A waiver of an MHRT/C course requirement may be granted when an individual provides documentation of the following:
- At least one year of directly relevant work experience in the applicable MHRT/C course area
- A high level of competence in the applicable course area, and
- Has received clinical supervision during that time.
When submitting requests for MHRT/C waivers, please be sure the waiver request includes the components listed below. Waiver requests that do not contain all of the information below will not be approved.
- Supervisor must be clinically licensed at the Master’s level. Accepted credentials for writing waiver requests are LMSW-CC, LMSW, LCPC-CC, LCPC, LCSW, APRN, CCS (Certified Clinical Supervisor), Psy.D/Ph.D., Psychologist, or MD/DO Psychiatrist. No exceptions are permitted.
- Waiver request must be written by applicant’s direct supervisor at the time of the relevant experience.
- Supervisor must have provided direct supervision to applicant for a minimum of one full year for every MHRT/C course requested for waiver (i.e. three full years of work experience is eligible for three MHRT/C course waivers). A maximum of five waivers may be obtained.
- Supervisor must document dates of supervision and these dates must include at least one full year and have no overlapping time frames (i.e.
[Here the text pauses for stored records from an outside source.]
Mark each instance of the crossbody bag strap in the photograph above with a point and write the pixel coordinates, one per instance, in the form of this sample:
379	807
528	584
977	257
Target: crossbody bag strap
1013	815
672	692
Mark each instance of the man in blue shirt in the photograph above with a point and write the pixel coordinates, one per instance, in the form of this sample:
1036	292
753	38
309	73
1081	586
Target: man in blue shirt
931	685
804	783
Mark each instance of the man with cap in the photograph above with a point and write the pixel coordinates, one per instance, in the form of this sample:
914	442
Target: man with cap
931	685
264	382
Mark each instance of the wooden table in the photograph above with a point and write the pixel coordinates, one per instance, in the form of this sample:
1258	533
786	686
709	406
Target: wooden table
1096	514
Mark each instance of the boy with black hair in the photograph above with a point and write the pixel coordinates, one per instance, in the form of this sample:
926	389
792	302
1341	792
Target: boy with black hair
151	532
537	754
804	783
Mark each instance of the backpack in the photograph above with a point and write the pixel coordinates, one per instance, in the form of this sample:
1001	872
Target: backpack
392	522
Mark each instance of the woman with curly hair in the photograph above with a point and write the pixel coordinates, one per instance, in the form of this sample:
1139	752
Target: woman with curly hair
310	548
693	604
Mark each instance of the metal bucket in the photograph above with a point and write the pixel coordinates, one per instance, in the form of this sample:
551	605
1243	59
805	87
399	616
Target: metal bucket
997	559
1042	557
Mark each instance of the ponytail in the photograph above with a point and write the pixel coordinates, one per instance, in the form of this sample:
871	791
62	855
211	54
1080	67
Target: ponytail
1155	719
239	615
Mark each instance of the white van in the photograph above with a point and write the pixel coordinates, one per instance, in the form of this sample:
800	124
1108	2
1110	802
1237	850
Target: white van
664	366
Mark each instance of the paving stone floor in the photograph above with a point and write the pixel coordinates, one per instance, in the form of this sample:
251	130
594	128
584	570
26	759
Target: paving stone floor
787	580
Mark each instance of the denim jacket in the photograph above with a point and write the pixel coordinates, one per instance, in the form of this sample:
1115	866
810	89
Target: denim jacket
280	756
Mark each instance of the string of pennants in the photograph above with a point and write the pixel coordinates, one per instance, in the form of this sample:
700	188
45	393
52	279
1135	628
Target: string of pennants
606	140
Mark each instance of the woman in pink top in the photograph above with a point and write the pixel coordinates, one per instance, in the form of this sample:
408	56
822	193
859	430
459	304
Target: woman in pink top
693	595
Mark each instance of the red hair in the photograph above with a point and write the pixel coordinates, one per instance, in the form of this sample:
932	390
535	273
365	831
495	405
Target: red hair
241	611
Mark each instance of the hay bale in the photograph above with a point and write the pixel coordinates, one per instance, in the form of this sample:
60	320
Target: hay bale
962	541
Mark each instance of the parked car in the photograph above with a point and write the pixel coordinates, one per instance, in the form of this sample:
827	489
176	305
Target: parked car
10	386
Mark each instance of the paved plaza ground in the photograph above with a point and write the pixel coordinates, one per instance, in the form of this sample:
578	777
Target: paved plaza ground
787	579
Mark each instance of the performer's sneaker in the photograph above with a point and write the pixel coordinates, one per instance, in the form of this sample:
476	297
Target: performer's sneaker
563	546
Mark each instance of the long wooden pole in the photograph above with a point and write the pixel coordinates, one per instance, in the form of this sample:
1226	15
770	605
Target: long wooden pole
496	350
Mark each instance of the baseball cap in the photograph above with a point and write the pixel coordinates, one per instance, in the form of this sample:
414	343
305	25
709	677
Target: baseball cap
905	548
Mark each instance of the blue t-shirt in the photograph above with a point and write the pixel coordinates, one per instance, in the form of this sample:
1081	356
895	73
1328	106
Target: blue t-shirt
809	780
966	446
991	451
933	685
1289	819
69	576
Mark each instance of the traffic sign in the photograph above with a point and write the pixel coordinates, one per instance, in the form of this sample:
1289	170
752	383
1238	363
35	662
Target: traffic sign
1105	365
March 2004-March 2005, April 2005-April 2006, etc.)
- If requesting multiple waivers, each MHRT/C course must be addressed separately.
For additional information regarding the waiver process, please refer to the sample waiver request form in Appendix G. While this form is not mandatory when submitting a waiver request, applicants are encouraged to use the form as a guide to ensure that all of the correct information is submitted.
Applicants can not combine waivers based on experience with workshops or training to meet an individual course requirement. The applicant can be credited only for those courses, experiences, or trainings that are directly relevant to the 10 required courses with a primary focus on adults with mental illness.
Please Note: Directly relevant coursework does not include broad, sociological areas of focus. For example, the coursework for Mental Health and Aging should pertain to mental health issues facing the elderly (such as dementia, depression) rather than focusing solely on grief and loss for all populations. A course on death and dying would not meet this requirement.